Nota do desembargador Silvânio Divino de Alvarenga:
No contexto do julgamento complexo em andamento, que atualmente está sob minha análise após ter pedido vista dos autos na sessão relatada, esclareço que fiz questionamentos na busca do amadurecimento e da compreensão integral do caso em questão. Minha abordagem, ao levantar hipóteses e situações hipotéticas, tem como objetivo explorar a verdade real do processo, garantindo que nenhum aspecto seja negligenciado de ambos os lados.
Nota do desembargador Jeová Sardinha na íntegra:
Antes de tudo quero falar que reconheço a seriedade e a prevalência do machismo e do racismo em nossa sociedade. Minha intenção, naquele contexto, ao abordar temas delicados como assédio e racismo, foi enfatizar a importância de uma análise cuidadosa e contextual de cada caso, para evitar julgamentos precipitados e erros. Entendo que a escolha de minhas palavras ditas no calor de voto verbal, até com erros de vernáculo, não dizem respeito ao caso concreto.
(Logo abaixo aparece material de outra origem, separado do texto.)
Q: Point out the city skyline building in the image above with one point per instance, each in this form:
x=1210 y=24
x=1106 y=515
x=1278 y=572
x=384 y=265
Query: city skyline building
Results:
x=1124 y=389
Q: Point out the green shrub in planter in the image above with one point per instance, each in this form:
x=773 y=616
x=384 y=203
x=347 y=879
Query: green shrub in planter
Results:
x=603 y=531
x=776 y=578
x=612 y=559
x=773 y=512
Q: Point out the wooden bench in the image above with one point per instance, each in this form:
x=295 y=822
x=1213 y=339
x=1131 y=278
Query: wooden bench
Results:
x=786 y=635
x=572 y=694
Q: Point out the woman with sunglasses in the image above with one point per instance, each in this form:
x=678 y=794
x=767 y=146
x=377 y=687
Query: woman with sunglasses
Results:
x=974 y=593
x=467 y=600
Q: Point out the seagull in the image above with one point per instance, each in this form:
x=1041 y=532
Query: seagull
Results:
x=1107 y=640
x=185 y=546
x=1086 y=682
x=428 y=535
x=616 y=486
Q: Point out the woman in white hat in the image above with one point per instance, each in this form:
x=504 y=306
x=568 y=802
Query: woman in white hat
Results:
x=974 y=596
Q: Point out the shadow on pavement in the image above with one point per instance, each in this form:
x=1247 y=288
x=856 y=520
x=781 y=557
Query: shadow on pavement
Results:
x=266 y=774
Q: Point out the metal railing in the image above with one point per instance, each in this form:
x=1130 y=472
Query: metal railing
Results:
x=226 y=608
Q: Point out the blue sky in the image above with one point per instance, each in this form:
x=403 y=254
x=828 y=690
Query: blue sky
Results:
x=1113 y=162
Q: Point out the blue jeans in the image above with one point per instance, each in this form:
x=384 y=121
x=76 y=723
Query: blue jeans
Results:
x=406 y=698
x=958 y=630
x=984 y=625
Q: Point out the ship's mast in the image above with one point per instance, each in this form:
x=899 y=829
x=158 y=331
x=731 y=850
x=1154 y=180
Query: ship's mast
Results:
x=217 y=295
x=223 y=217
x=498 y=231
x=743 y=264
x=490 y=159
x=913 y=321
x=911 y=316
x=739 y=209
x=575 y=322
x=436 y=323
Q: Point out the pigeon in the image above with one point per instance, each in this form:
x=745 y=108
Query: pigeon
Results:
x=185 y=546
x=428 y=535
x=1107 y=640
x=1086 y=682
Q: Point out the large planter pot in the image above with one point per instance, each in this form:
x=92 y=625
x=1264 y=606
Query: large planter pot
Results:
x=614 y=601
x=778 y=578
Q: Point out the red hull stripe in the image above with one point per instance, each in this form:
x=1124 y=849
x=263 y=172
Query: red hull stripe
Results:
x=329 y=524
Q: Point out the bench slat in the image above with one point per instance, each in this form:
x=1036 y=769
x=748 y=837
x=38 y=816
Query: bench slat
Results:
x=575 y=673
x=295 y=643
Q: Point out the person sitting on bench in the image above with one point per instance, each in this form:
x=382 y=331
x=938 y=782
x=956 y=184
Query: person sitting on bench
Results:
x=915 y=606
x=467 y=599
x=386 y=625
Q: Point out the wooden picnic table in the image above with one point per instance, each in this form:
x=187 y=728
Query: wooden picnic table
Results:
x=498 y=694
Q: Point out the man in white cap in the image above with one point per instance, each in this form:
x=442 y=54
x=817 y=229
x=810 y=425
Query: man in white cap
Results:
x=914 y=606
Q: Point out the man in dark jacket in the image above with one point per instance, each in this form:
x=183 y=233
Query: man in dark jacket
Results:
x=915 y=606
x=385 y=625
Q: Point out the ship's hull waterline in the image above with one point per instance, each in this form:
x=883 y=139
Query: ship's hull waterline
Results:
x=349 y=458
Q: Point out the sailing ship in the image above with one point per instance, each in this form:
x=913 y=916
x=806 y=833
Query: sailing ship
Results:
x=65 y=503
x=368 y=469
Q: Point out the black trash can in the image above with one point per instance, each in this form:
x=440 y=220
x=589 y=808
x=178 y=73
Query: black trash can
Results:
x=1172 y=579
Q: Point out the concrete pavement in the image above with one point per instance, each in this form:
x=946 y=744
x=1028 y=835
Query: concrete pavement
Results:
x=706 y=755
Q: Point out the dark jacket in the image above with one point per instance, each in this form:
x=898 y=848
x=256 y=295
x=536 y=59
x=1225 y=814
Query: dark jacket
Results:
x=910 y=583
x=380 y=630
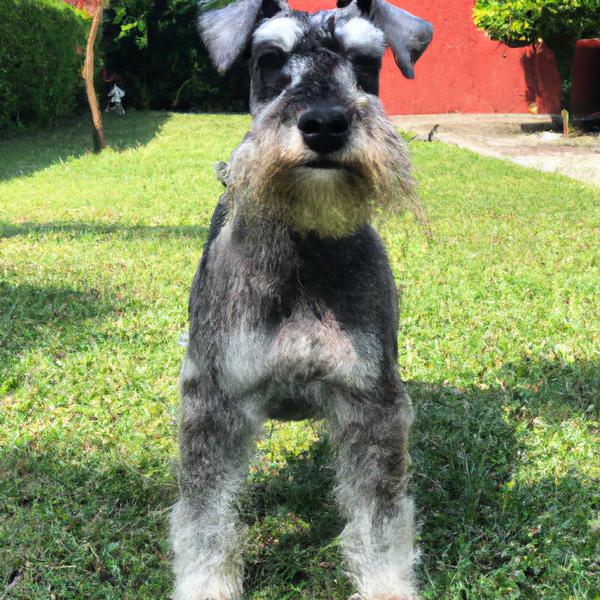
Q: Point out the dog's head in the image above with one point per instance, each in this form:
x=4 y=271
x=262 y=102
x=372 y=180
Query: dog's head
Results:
x=321 y=151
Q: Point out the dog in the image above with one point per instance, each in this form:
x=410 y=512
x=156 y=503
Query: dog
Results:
x=293 y=309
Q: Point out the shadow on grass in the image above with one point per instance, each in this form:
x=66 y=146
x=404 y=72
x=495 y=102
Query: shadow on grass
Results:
x=37 y=316
x=24 y=153
x=78 y=524
x=475 y=521
x=76 y=229
x=483 y=534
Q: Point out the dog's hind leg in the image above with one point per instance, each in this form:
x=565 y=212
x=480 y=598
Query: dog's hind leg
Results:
x=371 y=490
x=216 y=440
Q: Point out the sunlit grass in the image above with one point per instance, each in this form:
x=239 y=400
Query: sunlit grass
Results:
x=499 y=343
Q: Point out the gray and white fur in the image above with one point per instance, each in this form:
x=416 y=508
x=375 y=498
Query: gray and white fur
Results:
x=293 y=310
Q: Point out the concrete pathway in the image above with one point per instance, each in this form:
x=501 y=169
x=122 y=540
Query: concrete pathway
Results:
x=528 y=140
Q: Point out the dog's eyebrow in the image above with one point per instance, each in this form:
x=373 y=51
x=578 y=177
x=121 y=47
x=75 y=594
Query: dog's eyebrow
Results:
x=360 y=35
x=283 y=31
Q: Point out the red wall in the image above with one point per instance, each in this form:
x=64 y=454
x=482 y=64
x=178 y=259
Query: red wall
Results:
x=463 y=70
x=585 y=92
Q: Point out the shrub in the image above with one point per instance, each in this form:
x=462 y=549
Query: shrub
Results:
x=153 y=46
x=560 y=23
x=41 y=53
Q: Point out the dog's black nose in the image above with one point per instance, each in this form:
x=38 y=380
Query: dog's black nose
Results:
x=325 y=129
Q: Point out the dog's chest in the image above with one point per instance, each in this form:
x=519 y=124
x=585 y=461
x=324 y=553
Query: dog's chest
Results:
x=301 y=349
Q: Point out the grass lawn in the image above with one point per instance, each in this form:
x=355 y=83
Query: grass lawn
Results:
x=499 y=344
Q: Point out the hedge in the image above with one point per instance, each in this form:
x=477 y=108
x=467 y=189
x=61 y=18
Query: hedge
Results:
x=42 y=46
x=153 y=49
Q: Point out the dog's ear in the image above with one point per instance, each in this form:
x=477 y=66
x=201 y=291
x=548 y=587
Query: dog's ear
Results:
x=408 y=36
x=226 y=26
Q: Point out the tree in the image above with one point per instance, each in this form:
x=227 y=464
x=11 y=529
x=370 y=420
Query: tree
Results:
x=559 y=23
x=88 y=75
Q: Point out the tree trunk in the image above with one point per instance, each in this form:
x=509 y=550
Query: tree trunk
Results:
x=88 y=75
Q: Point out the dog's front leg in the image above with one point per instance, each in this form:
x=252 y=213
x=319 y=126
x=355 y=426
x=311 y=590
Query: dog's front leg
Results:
x=215 y=439
x=371 y=490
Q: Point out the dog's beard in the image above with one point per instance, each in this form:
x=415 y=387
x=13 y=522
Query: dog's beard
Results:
x=271 y=173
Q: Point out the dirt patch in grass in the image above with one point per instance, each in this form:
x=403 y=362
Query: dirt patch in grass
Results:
x=530 y=141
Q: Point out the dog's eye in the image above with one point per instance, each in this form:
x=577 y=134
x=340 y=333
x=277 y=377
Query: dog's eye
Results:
x=271 y=60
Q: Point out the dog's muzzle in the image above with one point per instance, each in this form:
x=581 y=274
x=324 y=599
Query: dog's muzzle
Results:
x=325 y=128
Nota da defesa da vítima na íntegra:
O julgamento de casos que envolvem a dignidade sexual precisa ser feito a partir dos fatos e provas que fazem parte do processo. Infelizmente, nesse caso, tivemos até aqui, um verdadeiro julgamento moral, onde colocaram a vítima na posição de ter contribuído para a ocorrência da violência. Isso é absurdo. A discriminação de mulheres é incompatível com os princípios constitucionais e tratados internacionais aos quais o Brasil é signatário. Desqualificar a vítima e enaltecer as falas do violentador é uma prática do senso comum. Contudo, os desembargadores não fazem parte do senso comum. Pelo contrário. Eles têm o dever de serem imparciais e julgarem o caso conforme as provas do processo, afastando vieses ceticistas ou crenças demasiadas. As falas dos desembargadores expõe a sistemática do machismo estrutural ao qual estamos sujeitas. Escancara a realidade de um país que registra um caso de estupro a cada 8 minutos. Demonstra o quanto nós mulheres estamos sujeitas a uma sequências de violências. Somos violadas em nossa dignidade sexual, somos violadas quando denunciamos nossos violentadores, somos violadas quando o mais alto grau de justiça do Estado é conivente com o contexto de degradação da nossa imagem. Ou seja, não há abrigo! E falas como essas deixa claro que ainda precisamos avançar muito para termos o mínimo. Ainda estamos expostas ao risco da condenação moral de homens fortalecidos por um sistema lucrativo de impunidades. Todos os casos de violência contra a dignidade sexual das mulheres se iniciam num contexto de assédio moral. E não há como negar. Na sessão de hoje, depois de muitos debates, inclusive da mídia, o Desembargador Silvanio refluiu seu voto, e deferiu o pedido da vítima. Embora a ofensa a nós mulheres, dentro do contexto geral da fala, já tenha acontecido, o voto de deferimento do pedido do Des. Silvanio demonstra que numa análise equivocada e desassociada das provas do processo tanto a juíza de primeiro grau, quanto a relatora do processo, erraram. Portanto, seu voto corrigiu tal erro e se fez, finalmente, justiça à vítima.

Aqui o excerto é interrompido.